Thursday, September 16, 2010

What Is Data Processing, What Is Data Representation?

When people communicate by writing in any language, the symbols used (the letters of the alphabet, numerals, and punctuation marks) convey information. The symbols themselves are not information, but representations of information. Data in an EDPS must be expressed symbolically so that the machines can interpret the information presented by humans. In general, the symbols that are read and interpreted by a machine differ from those used by people. The designer of a computer system determines the nature and meaning of a particular set of symbols that can be read and interpreted by the system. The actual data that is used by these systems is (or was in the past) presented as holes on punched cards or paper tape, as spots on magnetic tape, as bits (binary digit) or bytes of information in a disk, diskette, CD-ROM, or optical disk; as magnetic-ink characters; as pixels in display-screen images; as points in plotted graphs; or as communication-network signals.
In many instances, communication occurs between machines. This communication can be a direct exchange of data in electronic form over cables, wires, radio waves, infrared, satellites or even wireless devices such as cellular phones, pagers, and hand-held personal organizers and/or notebooks. It can also be an exchange where the recorded or stored output of one device or system becomes the input of another machine or system.
In the computer, data is recorded electronically. The presence or absence of a signal in specific circuitry represents data in the computer the same way that the absence or presence of a punched hole represented data in a punched card. If we think of an ordinary lightbulb being either on or off, we could define its operation as a binary mode. That means that at any given time the lightbulb can be in only one of two possible conditions. This is known as a "binary state." In a computer, transistors are conducting or nonconducting; magnetic materials are magnetized in one direction or in the opposite direction; a switch or relay is either on or off, a specific voltage is either present or absent. These are all binary states. Representing data within the computer is accomplished by assigning a specific value to each binary indication or group of binary indications. Binary signals can be used to represent both instructions and data; consequently the basic language of the computer is based primarily on the "binary number system."
A binary method of notation is usually used to illustrate binary indications. This method uses only two symbols: 0 and 1, where 0 and 1 represent the absence and presence of an assigned value, respectively. These symbols, or binary digits, are called "bits." A group of eight bits is known as a "byte," and a group of 32 bits (4 bytes) is known as a "word." The bit positions within a byte or a word have place values related to the binary number system. In the binary number system the values of these symbols are determined by their positions in a multidigit numeral. The position values are based on the right to left progression of powers having a base of 2 (20, 21, 22, 23), commonly employed within digital computers. For example, if there are four light bulbs next to each other numbered 4, 3, 2, and 1 and 1 and 3 are "on" and 2 and 4 are "off," the binary notation is 0101.

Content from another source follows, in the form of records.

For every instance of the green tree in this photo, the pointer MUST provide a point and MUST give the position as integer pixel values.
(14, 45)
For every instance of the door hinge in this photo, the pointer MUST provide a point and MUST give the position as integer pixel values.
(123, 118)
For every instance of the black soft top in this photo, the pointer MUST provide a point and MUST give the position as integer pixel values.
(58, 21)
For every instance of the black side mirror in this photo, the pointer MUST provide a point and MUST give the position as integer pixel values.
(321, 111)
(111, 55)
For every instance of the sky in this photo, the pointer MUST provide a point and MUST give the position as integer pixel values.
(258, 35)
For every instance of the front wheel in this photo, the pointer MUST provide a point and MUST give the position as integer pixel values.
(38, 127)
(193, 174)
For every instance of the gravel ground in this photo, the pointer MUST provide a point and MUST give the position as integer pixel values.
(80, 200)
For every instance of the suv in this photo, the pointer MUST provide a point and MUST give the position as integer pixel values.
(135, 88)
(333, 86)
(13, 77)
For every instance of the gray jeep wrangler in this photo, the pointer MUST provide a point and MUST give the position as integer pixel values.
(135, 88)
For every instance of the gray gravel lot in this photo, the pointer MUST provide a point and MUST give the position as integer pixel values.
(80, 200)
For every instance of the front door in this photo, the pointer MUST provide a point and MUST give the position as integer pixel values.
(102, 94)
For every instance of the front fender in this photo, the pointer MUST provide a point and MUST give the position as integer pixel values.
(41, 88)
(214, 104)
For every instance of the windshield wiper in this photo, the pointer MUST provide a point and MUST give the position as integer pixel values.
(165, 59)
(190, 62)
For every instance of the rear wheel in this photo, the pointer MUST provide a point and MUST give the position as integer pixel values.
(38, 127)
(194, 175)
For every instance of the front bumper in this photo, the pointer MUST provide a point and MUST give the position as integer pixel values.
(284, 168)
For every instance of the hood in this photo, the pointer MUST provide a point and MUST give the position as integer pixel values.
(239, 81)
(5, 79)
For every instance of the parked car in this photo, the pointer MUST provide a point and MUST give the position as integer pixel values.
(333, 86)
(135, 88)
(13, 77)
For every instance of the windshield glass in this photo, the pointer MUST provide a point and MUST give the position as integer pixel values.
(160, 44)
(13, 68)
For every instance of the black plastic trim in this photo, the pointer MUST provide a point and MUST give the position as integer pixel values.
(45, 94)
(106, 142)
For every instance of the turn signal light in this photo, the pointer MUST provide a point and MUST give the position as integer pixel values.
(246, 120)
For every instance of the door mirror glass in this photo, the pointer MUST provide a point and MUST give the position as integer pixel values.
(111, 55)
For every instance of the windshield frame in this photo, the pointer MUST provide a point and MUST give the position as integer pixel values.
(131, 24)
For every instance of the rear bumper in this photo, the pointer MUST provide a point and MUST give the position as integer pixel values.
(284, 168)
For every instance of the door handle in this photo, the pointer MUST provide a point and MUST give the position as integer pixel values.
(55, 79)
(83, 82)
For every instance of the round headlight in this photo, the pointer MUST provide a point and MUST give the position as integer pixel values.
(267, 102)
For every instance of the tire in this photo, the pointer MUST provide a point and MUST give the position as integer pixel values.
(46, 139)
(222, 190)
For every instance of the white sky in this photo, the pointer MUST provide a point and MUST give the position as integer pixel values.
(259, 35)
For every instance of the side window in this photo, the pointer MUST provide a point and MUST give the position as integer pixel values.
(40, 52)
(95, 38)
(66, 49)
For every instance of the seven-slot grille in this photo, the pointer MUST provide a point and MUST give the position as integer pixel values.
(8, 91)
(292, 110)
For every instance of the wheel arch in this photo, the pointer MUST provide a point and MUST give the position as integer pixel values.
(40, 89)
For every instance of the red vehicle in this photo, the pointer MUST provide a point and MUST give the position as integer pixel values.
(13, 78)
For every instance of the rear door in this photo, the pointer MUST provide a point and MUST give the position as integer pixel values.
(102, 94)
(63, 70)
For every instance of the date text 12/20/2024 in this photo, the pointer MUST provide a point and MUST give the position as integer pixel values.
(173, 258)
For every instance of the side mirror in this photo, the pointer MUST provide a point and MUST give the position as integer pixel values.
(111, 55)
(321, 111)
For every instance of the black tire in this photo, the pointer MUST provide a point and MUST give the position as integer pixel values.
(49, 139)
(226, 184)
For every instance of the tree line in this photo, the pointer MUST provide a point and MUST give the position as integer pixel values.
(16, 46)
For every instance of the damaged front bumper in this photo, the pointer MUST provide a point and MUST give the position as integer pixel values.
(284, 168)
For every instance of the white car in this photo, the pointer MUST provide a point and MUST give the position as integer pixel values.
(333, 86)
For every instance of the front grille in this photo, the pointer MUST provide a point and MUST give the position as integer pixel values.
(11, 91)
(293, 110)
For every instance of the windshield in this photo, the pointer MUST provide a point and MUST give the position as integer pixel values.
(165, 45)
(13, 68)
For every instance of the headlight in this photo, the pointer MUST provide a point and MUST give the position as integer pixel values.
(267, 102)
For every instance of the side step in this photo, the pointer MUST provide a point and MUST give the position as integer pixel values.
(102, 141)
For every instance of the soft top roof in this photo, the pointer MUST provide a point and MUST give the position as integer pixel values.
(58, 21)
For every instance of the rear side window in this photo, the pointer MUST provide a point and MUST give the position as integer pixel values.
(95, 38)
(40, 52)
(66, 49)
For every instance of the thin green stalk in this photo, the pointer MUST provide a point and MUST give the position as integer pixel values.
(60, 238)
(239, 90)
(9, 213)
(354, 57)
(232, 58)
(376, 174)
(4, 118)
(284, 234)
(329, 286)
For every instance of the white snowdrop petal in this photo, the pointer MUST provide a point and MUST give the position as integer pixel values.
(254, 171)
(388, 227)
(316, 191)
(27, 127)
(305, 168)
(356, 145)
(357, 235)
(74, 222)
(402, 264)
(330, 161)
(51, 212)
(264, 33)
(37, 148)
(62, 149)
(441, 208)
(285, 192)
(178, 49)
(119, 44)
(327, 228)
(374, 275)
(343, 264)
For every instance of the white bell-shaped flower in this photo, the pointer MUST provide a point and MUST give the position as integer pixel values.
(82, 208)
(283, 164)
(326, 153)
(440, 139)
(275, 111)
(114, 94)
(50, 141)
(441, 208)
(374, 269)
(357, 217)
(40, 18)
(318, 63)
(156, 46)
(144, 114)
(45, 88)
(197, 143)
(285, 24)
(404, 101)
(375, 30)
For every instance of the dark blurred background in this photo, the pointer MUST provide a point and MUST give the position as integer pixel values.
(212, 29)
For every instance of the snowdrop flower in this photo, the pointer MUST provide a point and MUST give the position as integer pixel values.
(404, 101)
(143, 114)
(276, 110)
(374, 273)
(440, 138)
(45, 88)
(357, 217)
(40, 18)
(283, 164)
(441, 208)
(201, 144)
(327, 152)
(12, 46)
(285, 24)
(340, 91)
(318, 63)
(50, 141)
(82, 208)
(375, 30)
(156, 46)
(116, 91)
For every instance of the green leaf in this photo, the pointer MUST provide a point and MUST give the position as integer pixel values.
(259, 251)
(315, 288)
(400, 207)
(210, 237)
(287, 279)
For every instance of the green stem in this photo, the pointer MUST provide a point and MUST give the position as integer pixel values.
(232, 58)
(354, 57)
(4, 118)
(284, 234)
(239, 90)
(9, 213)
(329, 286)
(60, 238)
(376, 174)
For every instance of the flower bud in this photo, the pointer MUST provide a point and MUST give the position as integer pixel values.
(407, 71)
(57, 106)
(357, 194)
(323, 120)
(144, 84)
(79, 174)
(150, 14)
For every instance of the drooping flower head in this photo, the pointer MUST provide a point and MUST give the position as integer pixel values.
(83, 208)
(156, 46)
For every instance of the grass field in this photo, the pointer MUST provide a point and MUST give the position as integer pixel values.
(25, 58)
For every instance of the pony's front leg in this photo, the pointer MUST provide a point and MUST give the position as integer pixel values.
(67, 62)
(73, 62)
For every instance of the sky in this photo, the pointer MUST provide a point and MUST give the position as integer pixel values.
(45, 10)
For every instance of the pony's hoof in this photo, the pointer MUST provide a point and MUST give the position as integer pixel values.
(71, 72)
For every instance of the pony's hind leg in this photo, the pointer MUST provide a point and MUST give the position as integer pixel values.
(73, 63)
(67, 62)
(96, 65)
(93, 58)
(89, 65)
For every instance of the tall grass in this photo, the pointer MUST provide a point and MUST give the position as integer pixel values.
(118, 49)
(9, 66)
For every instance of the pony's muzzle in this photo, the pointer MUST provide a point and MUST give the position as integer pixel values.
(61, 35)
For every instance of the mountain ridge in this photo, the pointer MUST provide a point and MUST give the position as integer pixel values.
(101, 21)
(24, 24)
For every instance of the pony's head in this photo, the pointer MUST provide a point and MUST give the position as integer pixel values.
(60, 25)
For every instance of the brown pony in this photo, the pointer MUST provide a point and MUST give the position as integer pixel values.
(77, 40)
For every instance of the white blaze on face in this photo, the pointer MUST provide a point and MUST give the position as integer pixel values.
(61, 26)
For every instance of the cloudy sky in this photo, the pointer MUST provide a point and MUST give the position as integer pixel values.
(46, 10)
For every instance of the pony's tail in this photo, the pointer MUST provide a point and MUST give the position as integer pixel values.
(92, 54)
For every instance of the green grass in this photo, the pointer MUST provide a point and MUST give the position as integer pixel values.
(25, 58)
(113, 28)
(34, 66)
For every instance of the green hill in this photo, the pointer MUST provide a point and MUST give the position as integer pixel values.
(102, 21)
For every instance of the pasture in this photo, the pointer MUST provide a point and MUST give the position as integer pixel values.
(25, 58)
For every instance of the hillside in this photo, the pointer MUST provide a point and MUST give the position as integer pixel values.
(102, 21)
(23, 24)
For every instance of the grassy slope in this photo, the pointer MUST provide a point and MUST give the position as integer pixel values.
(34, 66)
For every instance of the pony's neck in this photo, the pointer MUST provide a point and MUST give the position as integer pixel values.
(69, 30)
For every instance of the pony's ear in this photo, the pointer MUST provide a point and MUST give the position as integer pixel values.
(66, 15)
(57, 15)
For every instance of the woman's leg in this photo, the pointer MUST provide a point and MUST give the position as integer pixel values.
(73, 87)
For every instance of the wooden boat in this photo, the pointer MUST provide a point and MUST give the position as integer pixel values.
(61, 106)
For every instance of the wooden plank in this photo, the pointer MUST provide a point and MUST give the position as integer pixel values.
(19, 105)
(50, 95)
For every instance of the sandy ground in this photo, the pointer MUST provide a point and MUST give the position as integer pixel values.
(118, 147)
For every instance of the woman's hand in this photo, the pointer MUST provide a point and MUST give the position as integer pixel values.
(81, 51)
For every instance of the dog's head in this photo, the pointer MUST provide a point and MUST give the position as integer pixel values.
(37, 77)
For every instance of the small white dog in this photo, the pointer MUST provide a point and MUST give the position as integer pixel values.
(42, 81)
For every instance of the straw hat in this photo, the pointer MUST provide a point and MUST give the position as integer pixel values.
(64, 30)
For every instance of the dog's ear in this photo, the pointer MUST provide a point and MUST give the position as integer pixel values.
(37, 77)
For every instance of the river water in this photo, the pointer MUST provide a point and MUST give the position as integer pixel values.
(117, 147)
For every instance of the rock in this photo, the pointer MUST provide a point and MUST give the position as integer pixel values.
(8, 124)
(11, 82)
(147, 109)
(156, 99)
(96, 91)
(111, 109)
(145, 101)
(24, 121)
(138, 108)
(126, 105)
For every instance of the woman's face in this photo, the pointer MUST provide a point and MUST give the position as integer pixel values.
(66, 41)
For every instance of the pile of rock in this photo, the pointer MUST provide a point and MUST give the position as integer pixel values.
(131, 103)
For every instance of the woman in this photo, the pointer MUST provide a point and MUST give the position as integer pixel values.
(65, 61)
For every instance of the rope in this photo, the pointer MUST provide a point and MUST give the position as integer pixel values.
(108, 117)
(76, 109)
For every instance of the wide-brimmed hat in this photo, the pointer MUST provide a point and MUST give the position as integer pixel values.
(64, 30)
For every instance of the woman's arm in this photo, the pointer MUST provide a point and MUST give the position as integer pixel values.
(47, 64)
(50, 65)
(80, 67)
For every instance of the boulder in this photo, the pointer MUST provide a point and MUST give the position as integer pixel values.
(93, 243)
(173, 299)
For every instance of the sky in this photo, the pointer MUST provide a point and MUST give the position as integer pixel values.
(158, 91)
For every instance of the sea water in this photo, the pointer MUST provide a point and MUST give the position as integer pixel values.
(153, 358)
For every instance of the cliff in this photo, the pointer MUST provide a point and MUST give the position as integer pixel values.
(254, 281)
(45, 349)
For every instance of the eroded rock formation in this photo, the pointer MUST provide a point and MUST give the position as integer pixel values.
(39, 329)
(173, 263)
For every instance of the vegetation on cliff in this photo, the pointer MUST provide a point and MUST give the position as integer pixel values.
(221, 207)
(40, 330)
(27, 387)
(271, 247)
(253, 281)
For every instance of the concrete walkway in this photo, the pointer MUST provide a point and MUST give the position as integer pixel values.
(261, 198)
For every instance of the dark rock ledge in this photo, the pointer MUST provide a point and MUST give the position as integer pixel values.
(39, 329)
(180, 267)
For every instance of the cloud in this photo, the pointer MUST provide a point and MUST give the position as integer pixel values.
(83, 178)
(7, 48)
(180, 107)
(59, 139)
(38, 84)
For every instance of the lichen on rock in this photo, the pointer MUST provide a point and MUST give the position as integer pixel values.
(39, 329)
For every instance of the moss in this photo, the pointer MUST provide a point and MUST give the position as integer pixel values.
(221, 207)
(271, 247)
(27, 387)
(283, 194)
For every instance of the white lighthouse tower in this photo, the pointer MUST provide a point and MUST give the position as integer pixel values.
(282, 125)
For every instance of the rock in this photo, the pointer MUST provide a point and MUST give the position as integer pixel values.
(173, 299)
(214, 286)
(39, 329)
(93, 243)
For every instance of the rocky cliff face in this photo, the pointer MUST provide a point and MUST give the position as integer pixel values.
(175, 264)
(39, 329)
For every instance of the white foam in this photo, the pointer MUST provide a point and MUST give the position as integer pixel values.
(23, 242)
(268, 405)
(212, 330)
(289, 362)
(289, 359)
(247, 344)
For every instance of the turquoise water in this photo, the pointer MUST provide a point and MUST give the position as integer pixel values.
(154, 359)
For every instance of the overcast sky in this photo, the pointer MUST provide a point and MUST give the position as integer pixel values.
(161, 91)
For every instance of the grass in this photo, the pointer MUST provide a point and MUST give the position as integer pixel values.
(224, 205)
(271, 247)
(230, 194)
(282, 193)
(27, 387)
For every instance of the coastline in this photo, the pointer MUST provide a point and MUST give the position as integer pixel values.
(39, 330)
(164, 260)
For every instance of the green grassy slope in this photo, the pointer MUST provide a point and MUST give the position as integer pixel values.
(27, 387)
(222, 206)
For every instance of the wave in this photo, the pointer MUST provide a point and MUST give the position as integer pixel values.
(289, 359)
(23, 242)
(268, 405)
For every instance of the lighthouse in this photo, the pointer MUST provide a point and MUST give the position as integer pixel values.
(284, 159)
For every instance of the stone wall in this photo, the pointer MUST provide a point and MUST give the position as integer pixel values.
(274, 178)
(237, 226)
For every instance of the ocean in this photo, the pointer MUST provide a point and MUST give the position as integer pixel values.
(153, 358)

The system of expressing decimal digits as an equivalent binary value is known as Binary Coded Decimal (BCD). In this code, all characters (64 characters can be coded), including alphabetic, numeric, and special signs, are represented using six positions of binary notation (plus a parity bit position). The Extended Binary Coded Decimal Interchange Code (EBCDIC) uses eight binary positions for each character format plus a position for parity checking (256 characters can be coded). The American Standard Code for Information Interchange (ASCII) is a seven-bit code that offers 128 possible characters. ASCII was developed by users of communications and data processing equipment as an attempt to standardize machine-to-machine and system-to-system communication.
Computer Number Systems and Conversions. Representing a decimal number in binary numbers may require very long strings of ones and zeros. The hexadecimal system is used as a shorthand method to represent them. The base of this system is 16, and the symbols used are: 0, 1, 2, 3, 4, 5, 6, 7, 8, 9, A, B, C, D, E and F. In other words, F is 15 in decimal notation and 1 1 1 1 in binary.
Programming Languages Techniques. Assembler languages are closer to machine instructions than to human language, and having to express logical procedures, arithmetical calculations, and textual manipulations in these languages affects a programmer's productivity because they are so cumbersome. There are many higher-level programming languages, such as ALGOL, BASIC, COBOL, FORTRAN, and Pascal, that are much closer to human means of expression.
A programmer writes a source program in a human-readable programming language. A compiler translates these English-like statements into instructions that the computer can execute—such instructions are called an "object program." Through added library routines the computer does further processing of the object program, executes it, and an "output" is produced. There are some "optimizing compilers" that automatically correct obvious inefficiencies in source programming. Sometimes, with the use of "interpreters," debugging can be done to a program as it executes the user program piece by piece. MUMPS, LISP, and APL are interpreters used for this purpose in the health care environment, artificial intelligence, and mathematics fields, respectively. Because of the time and costs associated with development, it is generally not cost effective in today's environment to develop an application package, but rather buy it (if available) from a vendor. The costs are thus spread among thousands of users. Typical applications packages used for public health purposes are SAS and SPSS (for biostatistics) and ArcView/GIS (for Geographical Information Systems). In addition there are some data manipulation languages (e.g., Oracle and dBASE) that were written with this purpose. A database manipulation language (DML) is a special sublanguage used for handling data storage and retrieval in a database system. Using a data definition language (DDL), programmers can organize and structure data on secondary storage devices.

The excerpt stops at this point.